I designed a piezoresistive angle sensor structure specifically for the slow axis of the 2D piezoelectric micromirror:

Design Approach:

• Integrated Si piezoresistors at the hinge locations where mechanical stress is maximized during mirror rotation
• Optimized sensor geometry to balance sensitivity and mechanical robustness
• Designed two prototype structures: cantilever and meandering configurations for comparative analysis

Finite Element Analysis (FEA):

• Performed stress distribution analysis using COMSOL Multiphysics
• Simulated piezoresistive output under various deflection angles
• Validated sensor placement and geometry optimization

Finite element analysis simulation showing stress distribution during mirror deflection

Fabrication Process

I gained hands-on experience with the complete MEMS fabrication workflow at Tohoku University’s cleanroom facility:

Silicon-on-Insulator (SOI) Wafer Processing:

1. Deposition: Thin-film metal deposition for electrical contacts
2. Photolithography: UV exposure and pattern transfer using photoresist
3. Doping: Boron diffusion to create piezoresistive regions
4. Etching: Deep reactive ion etching (DRIE) to define device structure
5. Dicing: Wafer separation into individual device chips
6. Wire Bonding: Electrical connection to package pins
7. Packaging: Device encapsulation and protection

Fabrication Techniques:

• Doped wiring technique for creating low-resistance interconnects
• Precision alignment for multi-layer patterning
• Quality control and inspection at each process step

Fabricated MEMS devices showing cantilever and meandering piezoresistor structures

Results

Device Characterization

Successfully fabricated and characterized multiple prototype devices:

Output Testing:

• Measured voltage output from piezoresistors under controlled deflection
• Compared experimental results with FEA simulation predictions
• Evaluated sensor linearity and sensitivity across operating range

Key Findings:

• Piezoresistive sensors successfully detected angular deflection of the slow axis
• Output signal showed good correlation with simulation predictions
• Meandering structure demonstrated enhanced sensitivity compared to simple cantilever design
• Sensor integration did not significantly impact mirror mechanical performance

Design Validation

The comparative analysis between simulation and experimental results validated the effectiveness of:

• FEA-driven design optimization
• Piezoresistor placement strategy
• Fabrication process flow

Discussion

Technical Insights

Piezoresistive Sensing Advantages:

• Simple electrical interface compared to capacitive or optical methods
• Direct integration into MEMS structure without additional components
• Robust operation in challenging environmental conditions

Design Trade-offs:

• Sensitivity vs. mechanical stiffness: Higher sensitivity requires thinner structures but may compromise mechanical robustness
• Sensor placement: Must balance maximum stress location with manufacturing constraints
• Temperature effects: Piezoresistors exhibit temperature-dependent behavior requiring compensation

MEMS Fabrication Learning

This project provided comprehensive understanding of MEMS fabrication:

• Cleanroom protocols and contamination control
• Process parameter optimization for each fabrication step
• Troubleshooting and yield improvement strategies
• The critical importance of precision and cleanliness in microfabrication

Challenges Overcome:

• Achieving uniform doping concentration across the wafer
• Preventing structure damage during DRIE
• Ensuring reliable wire bond connections on microscale pads

My Role & Contributions

As an undergraduate research assistant in the S. Tanaka Laboratory, I:

✓ Designed the piezoresistive sensor structure and performed FEA simulations
✓ Executed the complete fabrication process from wafer processing to packaging
✓ Conducted experimental characterization and data analysis
✓ Performed comparative analysis between simulation and experimental results
✓ Gained proficiency in cleanroom operations and MEMS fabrication techniques

This research was conducted under the supervision of Prof.
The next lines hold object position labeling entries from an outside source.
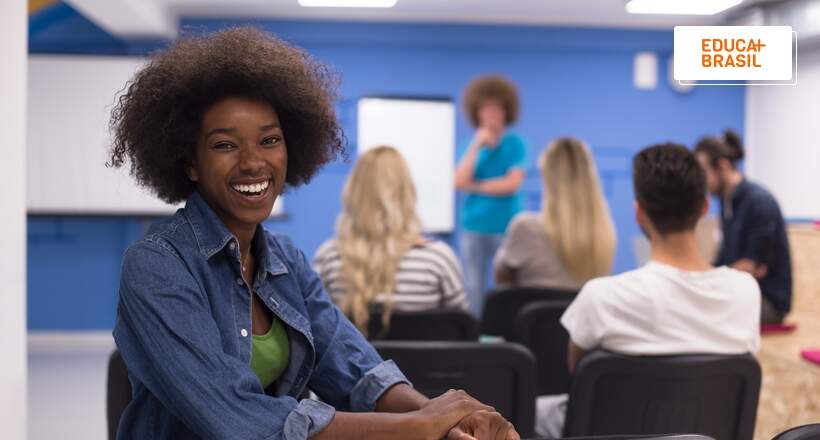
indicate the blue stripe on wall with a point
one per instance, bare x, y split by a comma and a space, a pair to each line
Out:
572, 81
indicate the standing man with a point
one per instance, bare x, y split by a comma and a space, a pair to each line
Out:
754, 232
491, 172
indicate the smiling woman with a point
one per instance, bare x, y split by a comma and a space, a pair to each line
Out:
221, 324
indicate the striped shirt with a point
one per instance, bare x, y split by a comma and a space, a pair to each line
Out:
428, 277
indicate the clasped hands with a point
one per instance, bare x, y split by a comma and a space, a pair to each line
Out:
455, 415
Shuji Tanaka and Assist. Prof. Andrea Vergara at Tohoku University’s Micro-Nano Systems Engineering Laboratory.

Technical Skills Gained: MEMS Design, Finite Element Analysis (COMSOL), Cleanroom Fabrication, Photolithography, Thin-Film Deposition, Wire Bonding, Device Characterization

Conclusion

This project successfully demonstrated the design and fabrication of integrated Si piezoresistive angle sensors for 2D piezoelectric MEMS micromirrors. The sensors enable closed-loop feedback control of the slow axis, improving positioning accuracy for high-precision optical applications.

Key Achievements:

• Novel piezoresistive sensor design for slow-axis angle detection
• Complete hands-on MEMS fabrication experience from design to testing
• Validation of sensor performance through experimental characterization
• Enhanced understanding of the relationship between mechanical design and sensor sensitivity

This research experience provided foundational knowledge in MEMS engineering that continues to inform my current work in robotics and sensor systems.